For those whose sexual abuse histories are known to you, you may want to let them know in advance that you will be talking about the topic today.  Give them the option of attending, sitting out, or leaving in the middle if they feel uncomfortable.  Many young survivors find this lesson empowering because it acknowledges their feelings about their own abuse and brings the issue out into the open.
Keep a close eye on those who do not have a known sexual abuse history.  Their reaction to the lesson may alert you to the fact that they may have experienced something similar to what is being discussed.  Lessons on sexual abuse sometimes give young people permission to disclose their abuse if they are ready.  However, disclosure about sexual abuse is usually not a one-time occurrence.  It is a process.  For example, a young person might hint at some experience, then talk of a single event and eventually reveal that the abuse lasted many years.  It is important that the educator gather information about community services for young people who are the victims of sexual abuse and sexual assault.  The educator can then make an appropriate referral should a participant disclose abuse.
I kept that note in there on purpose.
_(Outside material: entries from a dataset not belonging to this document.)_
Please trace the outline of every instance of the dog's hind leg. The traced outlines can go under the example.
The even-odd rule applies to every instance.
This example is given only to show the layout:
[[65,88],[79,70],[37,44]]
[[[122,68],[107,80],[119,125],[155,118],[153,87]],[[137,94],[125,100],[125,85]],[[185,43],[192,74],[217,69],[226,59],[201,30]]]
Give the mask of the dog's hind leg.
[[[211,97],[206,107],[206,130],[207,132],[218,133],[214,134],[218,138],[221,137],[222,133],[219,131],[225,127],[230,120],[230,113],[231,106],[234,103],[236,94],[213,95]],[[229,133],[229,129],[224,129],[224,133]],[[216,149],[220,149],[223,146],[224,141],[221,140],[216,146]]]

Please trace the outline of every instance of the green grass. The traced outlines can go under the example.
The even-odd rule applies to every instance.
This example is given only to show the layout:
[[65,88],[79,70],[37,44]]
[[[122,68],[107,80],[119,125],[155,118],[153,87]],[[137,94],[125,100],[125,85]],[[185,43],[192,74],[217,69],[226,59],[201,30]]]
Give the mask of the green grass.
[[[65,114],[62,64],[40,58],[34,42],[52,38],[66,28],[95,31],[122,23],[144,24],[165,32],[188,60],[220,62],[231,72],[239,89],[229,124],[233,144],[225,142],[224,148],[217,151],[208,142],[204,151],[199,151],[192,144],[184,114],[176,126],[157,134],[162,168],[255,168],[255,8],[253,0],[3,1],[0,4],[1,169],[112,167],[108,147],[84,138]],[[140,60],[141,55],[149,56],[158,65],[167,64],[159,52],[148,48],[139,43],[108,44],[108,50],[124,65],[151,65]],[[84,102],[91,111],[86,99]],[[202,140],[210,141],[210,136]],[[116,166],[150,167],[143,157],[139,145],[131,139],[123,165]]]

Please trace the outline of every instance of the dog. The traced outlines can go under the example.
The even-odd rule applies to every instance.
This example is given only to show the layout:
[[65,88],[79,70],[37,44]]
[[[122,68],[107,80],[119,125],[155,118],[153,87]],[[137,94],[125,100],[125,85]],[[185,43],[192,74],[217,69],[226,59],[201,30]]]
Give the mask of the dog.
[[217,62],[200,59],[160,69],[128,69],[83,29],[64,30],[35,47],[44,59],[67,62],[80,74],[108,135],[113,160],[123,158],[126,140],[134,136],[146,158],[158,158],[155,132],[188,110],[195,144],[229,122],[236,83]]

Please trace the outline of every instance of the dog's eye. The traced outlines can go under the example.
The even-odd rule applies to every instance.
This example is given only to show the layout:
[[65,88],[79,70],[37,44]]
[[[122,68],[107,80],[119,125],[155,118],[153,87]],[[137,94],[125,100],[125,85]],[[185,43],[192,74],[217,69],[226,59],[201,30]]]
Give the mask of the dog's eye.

It sits at the bottom of the lesson rationale, in slightly smaller letters in the original, as though it were a little thing. In fact it is far from little. It is notes like these that allow Streetwise to Sexwise to be the manual that young sex educators turn to for advice as well as lessons. These informational asides have much to teach young professionals as well serving as reminders for more seasoned educators which topics and concerns they should keep front and center as they approach a given lesson.

This particular lesson has three painfully real stories of child sexual abuse attached to it along with questions to help both older and younger adolescents grapple with issues like whether to tell. This is no easy processing point, and one that doesn’t have a clear answer to it. As with so many of my favorite lesson plans, this one poses hard situations and hard questions.
Steve Brown is really a master of talking about sexual assault and abuse. He’ll be presenting at the National Sex Ed Conference this year. His workshop is titled “Raising the Bar: Adding a Healthy Sexuality Lens to Sexual Violence Prevention” and is described thusly:

“Sexual violence is about violence, not sex.” This was an important rallying cry of sexual violence prevention (SVP)– but what DOES sexuality have to do with sexual violence? This workshop will explore this question, link the goals of sex ed and SVP, discuss trends to promote healthy sexuality in SVP.

This workshop is a topic that all professionals who address topics relating to sex and sexuality could learn so much from.